Look, I've been sweating over trying to nominate the three sessions that are my top picks for this year's festival, but it's actually way too hard. I don't want to answer with a glib grab, because I genuinely have clashing 'favorites' in almost every time-slot. So instead, I'm going to write down the three things I'm telling myself as I try to narrow the options.

  1. You do so have the capacity to go to continuous sessions through the day - yes you do, because you can sleep and digest after the festival! - and you absolutely will not regret the energy expended or the financial outlay. The cumulative effect, and the way the sessions inform each other (and your own writing) will add up to way more than the sum of parts, and will resonate for months back at the desk.

  2. Throw in surprises. Don't only go for familiar writers, or favourites. That's too easy. You whine about being in the same echo-chamber on social media, so choose to have yourself shaken up by brilliant minds that have done the long work of scholarship, or who have crafted work from their lived experience - and expose yourself to ideas that might be challenging.

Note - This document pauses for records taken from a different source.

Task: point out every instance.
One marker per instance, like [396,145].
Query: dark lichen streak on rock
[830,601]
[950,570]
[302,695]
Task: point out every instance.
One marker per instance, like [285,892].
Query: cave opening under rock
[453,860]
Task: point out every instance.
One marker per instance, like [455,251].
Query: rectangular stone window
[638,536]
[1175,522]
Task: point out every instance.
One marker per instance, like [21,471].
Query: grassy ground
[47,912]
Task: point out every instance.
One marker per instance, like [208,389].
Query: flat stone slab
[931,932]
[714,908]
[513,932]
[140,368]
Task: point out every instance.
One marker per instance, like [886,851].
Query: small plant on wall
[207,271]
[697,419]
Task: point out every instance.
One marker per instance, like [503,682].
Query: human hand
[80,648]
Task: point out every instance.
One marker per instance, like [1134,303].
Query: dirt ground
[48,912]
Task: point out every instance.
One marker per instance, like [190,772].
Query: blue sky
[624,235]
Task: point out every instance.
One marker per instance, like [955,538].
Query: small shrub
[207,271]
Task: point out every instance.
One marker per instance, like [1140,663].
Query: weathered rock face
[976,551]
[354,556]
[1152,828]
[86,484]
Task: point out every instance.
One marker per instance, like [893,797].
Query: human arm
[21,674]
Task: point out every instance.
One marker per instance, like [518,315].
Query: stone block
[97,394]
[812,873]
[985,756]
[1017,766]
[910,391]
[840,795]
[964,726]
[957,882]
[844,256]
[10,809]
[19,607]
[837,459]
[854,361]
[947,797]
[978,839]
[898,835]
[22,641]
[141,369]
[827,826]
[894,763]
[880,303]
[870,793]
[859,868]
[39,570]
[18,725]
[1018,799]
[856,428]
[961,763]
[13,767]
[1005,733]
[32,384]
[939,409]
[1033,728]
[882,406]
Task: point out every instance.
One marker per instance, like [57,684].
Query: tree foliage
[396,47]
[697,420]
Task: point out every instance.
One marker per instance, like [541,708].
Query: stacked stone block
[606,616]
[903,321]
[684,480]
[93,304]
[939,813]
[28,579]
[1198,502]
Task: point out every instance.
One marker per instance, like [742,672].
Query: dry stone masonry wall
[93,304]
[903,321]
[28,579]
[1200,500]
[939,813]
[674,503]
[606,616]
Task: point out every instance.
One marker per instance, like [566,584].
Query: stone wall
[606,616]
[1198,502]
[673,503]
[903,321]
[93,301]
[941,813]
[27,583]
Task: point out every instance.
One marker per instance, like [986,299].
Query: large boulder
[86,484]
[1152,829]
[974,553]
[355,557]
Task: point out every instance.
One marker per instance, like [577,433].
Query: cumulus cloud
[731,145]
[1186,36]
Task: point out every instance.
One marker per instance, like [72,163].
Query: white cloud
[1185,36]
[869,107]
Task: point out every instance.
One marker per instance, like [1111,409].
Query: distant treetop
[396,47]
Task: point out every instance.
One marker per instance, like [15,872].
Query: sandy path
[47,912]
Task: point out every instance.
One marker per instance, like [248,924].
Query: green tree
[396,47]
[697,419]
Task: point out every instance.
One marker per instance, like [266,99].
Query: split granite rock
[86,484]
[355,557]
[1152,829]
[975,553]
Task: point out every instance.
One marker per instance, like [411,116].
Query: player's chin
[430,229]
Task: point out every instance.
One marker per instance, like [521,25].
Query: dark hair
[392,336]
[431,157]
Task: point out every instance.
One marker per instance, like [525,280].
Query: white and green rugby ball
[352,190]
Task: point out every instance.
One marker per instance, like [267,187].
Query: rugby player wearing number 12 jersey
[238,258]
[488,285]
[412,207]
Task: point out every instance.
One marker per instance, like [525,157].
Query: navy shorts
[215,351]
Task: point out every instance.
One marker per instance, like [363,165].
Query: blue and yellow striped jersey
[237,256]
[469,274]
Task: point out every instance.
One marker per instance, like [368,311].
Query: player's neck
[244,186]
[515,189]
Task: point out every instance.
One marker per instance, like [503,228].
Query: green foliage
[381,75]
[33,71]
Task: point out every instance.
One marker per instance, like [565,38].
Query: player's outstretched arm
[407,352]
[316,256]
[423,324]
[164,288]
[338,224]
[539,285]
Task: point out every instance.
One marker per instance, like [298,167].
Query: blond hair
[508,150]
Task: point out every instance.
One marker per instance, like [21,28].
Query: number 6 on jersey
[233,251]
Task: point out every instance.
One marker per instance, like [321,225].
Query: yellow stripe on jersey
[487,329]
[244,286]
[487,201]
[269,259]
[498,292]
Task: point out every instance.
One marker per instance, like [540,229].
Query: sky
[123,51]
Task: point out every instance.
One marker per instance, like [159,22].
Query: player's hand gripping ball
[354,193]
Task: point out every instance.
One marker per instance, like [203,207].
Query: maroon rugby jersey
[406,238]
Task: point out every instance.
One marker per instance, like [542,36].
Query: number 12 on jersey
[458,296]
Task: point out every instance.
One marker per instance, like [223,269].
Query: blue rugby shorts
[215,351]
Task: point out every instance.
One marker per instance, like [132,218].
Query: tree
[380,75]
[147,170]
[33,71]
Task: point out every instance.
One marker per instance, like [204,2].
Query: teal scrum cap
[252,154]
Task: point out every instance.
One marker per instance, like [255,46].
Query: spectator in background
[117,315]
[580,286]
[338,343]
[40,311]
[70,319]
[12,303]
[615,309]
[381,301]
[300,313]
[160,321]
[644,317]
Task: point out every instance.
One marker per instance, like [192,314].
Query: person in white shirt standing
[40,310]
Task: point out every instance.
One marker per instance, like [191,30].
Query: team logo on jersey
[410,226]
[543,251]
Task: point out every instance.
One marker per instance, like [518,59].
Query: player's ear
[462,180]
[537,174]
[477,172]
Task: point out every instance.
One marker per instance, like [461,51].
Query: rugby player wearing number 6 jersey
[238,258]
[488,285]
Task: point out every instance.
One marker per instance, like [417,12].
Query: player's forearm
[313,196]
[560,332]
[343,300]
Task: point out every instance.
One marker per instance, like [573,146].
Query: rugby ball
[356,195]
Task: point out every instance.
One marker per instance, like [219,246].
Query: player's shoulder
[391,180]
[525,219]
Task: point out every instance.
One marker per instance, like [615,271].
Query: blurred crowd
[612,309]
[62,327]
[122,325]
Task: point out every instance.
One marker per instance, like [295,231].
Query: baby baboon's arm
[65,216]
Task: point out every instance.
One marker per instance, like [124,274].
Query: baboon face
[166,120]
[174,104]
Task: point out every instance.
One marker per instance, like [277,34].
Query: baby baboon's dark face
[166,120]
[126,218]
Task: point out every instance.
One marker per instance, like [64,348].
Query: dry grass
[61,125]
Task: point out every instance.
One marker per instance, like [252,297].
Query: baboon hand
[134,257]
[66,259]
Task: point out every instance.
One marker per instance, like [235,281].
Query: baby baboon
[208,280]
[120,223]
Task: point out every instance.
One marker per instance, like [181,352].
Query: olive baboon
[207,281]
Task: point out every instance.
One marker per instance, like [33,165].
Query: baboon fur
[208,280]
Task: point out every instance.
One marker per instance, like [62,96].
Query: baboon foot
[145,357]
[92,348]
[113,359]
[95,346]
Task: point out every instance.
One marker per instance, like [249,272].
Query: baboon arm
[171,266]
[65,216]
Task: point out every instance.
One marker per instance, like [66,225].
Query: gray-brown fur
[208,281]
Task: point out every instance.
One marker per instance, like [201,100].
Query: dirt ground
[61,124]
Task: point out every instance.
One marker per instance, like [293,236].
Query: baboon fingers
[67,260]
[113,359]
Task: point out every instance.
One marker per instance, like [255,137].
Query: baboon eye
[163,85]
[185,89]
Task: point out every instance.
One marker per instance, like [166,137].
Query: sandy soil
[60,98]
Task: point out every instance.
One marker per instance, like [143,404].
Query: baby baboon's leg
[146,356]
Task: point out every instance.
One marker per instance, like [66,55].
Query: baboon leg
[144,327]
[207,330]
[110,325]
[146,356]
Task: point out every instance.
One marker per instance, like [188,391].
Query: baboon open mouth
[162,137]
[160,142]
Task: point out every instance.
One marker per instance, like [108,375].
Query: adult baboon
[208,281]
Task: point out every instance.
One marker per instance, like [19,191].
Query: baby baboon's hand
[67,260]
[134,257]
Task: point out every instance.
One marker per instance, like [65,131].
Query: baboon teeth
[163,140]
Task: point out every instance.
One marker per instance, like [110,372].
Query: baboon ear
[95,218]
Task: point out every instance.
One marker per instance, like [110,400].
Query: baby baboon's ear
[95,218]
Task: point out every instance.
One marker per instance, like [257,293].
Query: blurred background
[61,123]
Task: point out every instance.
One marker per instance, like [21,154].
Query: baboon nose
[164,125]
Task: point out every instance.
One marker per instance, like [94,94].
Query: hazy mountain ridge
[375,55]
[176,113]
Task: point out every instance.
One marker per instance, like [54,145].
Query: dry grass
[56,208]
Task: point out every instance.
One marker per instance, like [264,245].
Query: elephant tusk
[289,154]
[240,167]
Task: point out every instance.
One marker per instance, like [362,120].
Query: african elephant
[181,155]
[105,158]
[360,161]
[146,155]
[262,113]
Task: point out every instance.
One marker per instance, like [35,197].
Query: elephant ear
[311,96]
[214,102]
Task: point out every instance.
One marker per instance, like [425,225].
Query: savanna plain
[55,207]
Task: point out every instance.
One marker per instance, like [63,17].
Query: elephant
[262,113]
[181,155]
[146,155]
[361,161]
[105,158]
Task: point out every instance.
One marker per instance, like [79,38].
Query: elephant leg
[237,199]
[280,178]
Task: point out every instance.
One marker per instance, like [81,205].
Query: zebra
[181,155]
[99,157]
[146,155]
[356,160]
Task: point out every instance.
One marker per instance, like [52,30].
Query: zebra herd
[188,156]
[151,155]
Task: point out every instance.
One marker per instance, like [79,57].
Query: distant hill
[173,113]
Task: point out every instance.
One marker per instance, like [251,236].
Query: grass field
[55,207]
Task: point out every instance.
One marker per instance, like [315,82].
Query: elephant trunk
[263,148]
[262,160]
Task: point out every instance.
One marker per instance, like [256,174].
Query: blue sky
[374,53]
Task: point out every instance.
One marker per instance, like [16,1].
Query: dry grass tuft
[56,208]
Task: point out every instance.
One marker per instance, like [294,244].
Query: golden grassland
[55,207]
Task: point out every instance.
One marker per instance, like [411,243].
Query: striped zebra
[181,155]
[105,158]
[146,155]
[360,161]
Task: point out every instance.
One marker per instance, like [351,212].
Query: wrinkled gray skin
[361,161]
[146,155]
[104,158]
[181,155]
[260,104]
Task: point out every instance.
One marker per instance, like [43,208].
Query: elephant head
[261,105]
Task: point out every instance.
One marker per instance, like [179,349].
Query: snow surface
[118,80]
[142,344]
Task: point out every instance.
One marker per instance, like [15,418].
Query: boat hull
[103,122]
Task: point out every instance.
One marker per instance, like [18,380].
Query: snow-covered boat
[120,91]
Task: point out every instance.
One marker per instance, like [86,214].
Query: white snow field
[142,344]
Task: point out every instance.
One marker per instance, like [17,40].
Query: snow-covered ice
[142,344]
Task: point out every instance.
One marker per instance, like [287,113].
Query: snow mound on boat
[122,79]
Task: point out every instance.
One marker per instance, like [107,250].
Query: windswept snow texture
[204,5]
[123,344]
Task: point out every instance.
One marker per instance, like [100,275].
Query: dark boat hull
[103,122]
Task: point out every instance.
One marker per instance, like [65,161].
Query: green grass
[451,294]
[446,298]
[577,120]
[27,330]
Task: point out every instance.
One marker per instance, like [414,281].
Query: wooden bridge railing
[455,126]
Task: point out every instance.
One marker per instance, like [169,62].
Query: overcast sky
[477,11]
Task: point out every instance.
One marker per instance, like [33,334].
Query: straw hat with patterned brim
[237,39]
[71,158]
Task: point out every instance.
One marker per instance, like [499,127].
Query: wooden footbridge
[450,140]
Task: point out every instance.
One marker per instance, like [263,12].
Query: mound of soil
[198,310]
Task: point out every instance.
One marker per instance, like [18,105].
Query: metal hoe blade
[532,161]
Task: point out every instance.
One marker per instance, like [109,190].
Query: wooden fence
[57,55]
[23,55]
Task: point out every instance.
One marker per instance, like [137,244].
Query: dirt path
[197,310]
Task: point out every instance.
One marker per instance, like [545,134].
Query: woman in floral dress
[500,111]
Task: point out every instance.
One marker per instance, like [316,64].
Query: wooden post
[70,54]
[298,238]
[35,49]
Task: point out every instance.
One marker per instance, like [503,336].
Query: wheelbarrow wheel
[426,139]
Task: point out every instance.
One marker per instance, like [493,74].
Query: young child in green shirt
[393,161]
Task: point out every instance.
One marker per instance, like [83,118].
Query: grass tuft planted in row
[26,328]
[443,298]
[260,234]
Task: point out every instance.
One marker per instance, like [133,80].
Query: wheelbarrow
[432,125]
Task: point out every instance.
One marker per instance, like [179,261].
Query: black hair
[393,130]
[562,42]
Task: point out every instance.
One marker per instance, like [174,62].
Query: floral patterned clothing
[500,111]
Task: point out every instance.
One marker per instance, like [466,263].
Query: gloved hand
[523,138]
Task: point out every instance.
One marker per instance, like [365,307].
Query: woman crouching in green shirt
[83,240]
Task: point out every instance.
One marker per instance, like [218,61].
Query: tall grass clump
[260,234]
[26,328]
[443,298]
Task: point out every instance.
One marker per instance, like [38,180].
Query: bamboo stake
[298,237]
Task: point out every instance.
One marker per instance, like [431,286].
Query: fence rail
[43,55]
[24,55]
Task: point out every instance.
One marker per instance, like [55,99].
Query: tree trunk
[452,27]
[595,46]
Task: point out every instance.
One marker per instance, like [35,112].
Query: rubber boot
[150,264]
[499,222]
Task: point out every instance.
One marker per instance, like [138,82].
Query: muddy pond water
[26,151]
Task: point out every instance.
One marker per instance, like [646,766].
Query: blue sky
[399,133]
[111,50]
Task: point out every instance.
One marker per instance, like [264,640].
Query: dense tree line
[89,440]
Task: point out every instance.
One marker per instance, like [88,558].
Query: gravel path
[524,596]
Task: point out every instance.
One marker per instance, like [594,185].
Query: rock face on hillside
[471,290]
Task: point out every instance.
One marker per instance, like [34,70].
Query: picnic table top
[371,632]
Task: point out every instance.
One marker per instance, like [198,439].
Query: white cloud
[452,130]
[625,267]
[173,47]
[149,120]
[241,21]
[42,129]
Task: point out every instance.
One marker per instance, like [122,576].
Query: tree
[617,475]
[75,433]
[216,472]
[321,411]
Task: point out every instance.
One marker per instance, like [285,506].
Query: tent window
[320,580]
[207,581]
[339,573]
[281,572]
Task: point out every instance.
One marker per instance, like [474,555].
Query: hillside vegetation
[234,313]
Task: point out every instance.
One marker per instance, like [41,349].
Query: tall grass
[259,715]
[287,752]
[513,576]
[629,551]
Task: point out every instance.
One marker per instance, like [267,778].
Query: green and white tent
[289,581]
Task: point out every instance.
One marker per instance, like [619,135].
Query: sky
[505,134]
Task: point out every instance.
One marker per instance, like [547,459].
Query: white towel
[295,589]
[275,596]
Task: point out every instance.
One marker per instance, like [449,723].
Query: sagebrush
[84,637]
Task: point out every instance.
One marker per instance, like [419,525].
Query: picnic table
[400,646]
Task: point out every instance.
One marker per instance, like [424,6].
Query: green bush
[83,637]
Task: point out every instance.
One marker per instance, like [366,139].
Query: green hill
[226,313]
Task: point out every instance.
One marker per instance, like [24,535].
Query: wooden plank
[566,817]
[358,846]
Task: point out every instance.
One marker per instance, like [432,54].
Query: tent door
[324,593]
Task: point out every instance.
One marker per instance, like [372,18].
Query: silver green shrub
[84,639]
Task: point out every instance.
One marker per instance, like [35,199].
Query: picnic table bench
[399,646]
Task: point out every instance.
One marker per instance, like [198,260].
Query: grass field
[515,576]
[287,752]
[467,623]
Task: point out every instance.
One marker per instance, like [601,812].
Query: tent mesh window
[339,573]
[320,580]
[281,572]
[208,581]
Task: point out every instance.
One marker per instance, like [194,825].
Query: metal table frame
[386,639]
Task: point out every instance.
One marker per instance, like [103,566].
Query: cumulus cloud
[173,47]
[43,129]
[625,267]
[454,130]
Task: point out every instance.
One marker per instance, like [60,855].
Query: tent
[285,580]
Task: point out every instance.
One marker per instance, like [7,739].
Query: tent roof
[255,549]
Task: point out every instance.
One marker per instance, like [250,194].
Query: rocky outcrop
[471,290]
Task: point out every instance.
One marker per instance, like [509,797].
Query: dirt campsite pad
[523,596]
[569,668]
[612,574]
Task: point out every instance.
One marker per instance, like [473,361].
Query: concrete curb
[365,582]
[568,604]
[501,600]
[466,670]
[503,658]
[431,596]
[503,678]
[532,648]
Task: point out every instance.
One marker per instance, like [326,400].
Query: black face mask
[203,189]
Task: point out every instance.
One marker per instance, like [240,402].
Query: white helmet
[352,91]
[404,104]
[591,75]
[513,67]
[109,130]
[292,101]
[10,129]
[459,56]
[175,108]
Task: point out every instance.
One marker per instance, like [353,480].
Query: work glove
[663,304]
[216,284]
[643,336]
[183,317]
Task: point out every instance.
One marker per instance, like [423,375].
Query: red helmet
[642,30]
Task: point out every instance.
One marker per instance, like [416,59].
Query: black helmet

  3. Get along to the night of Ghost Stories! This one is a no-brainer. You can stay awake for it, even if you've been going all day. Just go – and allow yourself to be shivery and entertained and spooked and woken up to the world. Then go and howl at the moon as you walk home through a soft autumn night.

Throw in surprises. Don't only go for familiar writers, or favourites. That's too easy.